Solun siyasal ve toplumsal yaşamdaki yeri

0
320

Kemal SÖBE

Solun siyasal geçmişi Fransız ihtilaline kadar gitse de, hala toplumsal bir sistem haline gelmediği, dünyaya ve yaşama egemen olmadığı koşullarda yaşıyoruz. Solun durumu muhalif olma bile değildir. Sol ideoloji, özellikle faşizmle yönetilen ülkelerde baskı ve esaret altındadır. Solun gelişememesinin sebebi, solun toplumsal bir hakikat olmaktan uzak olması mıdır acaba? Yoksa toplumlar sol siyasete ihtiyaç mı duymuyorlar? Bütün ülkelerde solun gelişememesi, toplumu, sağın insafına-insafsızlığına bırakmış durumdadır. Solun bir görüntüden ve tabeladan öteye gidememesi, meydanı sağa bırakmış durumdadır. Sağ, sadece dönemsel hükümet değil, devlete hakim olmuş durumdadır. Solun gelişememesi, devletin karakter olarak sağcı olmasından kaynaklanıyor. Çünkü devlet denilen aygıt, yapısal olarak toplum karşıtı, sağ ve muhafazakardır. Bundan dolayı, devlet ortamında sol ideolojiye ya hiç yer verilmez ya da devlet çizgisi dahilinde kalmak şartıyla, sınırlı bir yer verilir. 

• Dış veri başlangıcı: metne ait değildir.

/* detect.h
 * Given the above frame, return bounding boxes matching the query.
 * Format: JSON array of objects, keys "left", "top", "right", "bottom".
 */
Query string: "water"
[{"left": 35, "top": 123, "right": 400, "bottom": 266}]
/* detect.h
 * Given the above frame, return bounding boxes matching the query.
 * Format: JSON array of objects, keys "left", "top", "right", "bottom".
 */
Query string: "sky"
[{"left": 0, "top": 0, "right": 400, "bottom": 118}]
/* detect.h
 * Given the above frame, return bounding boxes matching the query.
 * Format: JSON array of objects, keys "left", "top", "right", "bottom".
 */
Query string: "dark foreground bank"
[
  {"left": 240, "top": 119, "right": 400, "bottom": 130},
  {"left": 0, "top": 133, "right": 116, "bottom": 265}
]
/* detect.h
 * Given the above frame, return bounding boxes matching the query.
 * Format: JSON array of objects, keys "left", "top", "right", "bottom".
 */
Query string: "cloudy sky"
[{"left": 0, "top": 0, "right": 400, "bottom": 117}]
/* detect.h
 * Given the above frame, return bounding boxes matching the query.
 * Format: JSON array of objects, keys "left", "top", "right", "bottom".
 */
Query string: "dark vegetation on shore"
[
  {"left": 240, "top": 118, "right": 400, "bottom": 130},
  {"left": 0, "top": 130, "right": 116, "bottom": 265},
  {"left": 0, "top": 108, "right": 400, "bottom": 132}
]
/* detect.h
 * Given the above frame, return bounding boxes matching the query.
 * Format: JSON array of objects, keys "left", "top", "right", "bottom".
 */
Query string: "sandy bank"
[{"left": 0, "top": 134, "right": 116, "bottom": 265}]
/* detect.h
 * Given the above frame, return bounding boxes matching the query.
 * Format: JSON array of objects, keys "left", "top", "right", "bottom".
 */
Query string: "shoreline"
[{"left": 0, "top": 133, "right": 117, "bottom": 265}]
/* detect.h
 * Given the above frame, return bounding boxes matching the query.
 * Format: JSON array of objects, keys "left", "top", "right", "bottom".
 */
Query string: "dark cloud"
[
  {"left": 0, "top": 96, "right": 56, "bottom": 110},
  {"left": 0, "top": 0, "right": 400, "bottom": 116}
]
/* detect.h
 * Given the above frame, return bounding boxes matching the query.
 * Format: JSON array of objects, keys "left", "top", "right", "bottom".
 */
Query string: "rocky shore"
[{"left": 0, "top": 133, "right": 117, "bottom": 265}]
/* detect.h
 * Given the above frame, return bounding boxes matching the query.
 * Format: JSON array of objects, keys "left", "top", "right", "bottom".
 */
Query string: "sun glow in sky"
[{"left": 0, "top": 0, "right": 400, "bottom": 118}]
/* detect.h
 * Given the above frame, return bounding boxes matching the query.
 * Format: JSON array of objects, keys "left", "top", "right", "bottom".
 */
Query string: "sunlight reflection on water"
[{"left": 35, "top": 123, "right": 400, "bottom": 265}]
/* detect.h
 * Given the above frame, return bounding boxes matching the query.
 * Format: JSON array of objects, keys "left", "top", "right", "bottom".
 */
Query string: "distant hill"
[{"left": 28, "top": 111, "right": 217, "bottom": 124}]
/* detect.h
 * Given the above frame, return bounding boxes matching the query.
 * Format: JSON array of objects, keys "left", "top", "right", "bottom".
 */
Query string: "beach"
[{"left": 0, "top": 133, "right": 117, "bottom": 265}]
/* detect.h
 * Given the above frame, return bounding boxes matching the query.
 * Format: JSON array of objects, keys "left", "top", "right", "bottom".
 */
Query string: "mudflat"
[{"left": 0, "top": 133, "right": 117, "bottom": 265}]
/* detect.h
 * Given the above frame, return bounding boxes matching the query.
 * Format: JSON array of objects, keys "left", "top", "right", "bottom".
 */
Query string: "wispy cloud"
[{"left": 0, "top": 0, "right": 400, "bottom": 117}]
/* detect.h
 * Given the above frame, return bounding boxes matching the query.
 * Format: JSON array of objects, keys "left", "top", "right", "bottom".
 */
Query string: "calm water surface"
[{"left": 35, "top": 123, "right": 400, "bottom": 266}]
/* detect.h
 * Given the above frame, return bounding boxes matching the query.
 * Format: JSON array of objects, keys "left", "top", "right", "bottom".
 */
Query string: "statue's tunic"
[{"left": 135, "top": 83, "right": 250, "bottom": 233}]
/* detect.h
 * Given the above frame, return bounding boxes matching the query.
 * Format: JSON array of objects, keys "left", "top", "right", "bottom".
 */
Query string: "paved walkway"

Dünyada hala kapitalizmin derin etkilerinin olduğu koşullarda yaşıyoruz. Toplumların kapitalizmin her türlü etkisini ve alışkanlıklarını yaşadıklarını biliyoruz. Bu durumda solun gelişmesi ve yaşama hakim olması biraz zor. Solun gelişimi ancak tam olarak demokratik bir süreçte mümkün olabilir. Sağın hala güçlü olması, devletin muhafazakar yapısından kaynaklanıyor. Devletin oluşumunun altı bin yıllık bir geçmişi var. Sağın çizgisel gelişimi Fransız devrimiyle, sol ile başlasa da, topluma bakış açısı, mülkiyete yaklaşımı, devletin başladığı binlerce yıl öncesine dayanır. Yani sağ demek, devlet demektir, mülkiyet ve özel mülk demektir, sınıfların varlığı demektir. Sağın hala güçlü ve etkili olması, devletin tarihsel geçmişinden ve gücünden kaynaklanıyor. Yani sağ, toplumun sorunlarına çözüm olduğu için güçlü değil, devletin gücünü arkasına aldığı için güçlüdür. Sağı sadece devletin dışında kalan ve seçimlerde dönemsel iktidar olmayı bekleyen bir ideoloji ve siyasi grup olarak görmeyelim. 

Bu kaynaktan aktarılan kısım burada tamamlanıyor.